Role: Supporting Lab Director, Suelin Chen
2010


Exhibit Details
Thursday, 5:30-7:30PM
The Laboratory at Harvard

 

Africa in Motion, co-sponsored by the Committee on African Studies and the Du Bois Institute, will both showcase and celebrate Harvard’s enduring commitment to African Studies, and will herald new opportunities for engagements both at the University and with our partners throughout Africa. Together, the reception on October 21st and the all-day symposium on October 22nd will rethink questions and topics crucial to the understanding of the continent. Multi-media installations will offer the community interactive opportunities to realize the wide-ranging and robust Africanist initiatives that Harvard is undertaking at the University – in virtually every academic discipline – and with partners across the continent.
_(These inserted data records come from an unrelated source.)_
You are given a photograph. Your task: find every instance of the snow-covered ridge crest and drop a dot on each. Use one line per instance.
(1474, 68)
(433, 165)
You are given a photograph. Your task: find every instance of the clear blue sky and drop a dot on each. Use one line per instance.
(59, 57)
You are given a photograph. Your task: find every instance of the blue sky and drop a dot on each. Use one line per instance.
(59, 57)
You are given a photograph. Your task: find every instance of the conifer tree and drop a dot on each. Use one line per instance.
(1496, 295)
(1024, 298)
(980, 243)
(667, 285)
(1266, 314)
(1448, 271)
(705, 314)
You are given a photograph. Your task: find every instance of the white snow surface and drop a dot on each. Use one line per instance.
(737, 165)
Performances by PADAME, the Kuumba singers, as well as the winners of the Africa in Motion Student Art Competition will all be showcased. Light refreshments will be provided by Teranga, a Sengalese restaurant located in Boston’s South End.

Symposium
October 22, 2010
Friday 8:30AM- 6:00PM
The Laboratory at Harvard

8:00am – Coffee and Pastries

9:00- 11:00am – Panel I: Are Africans getting healthier?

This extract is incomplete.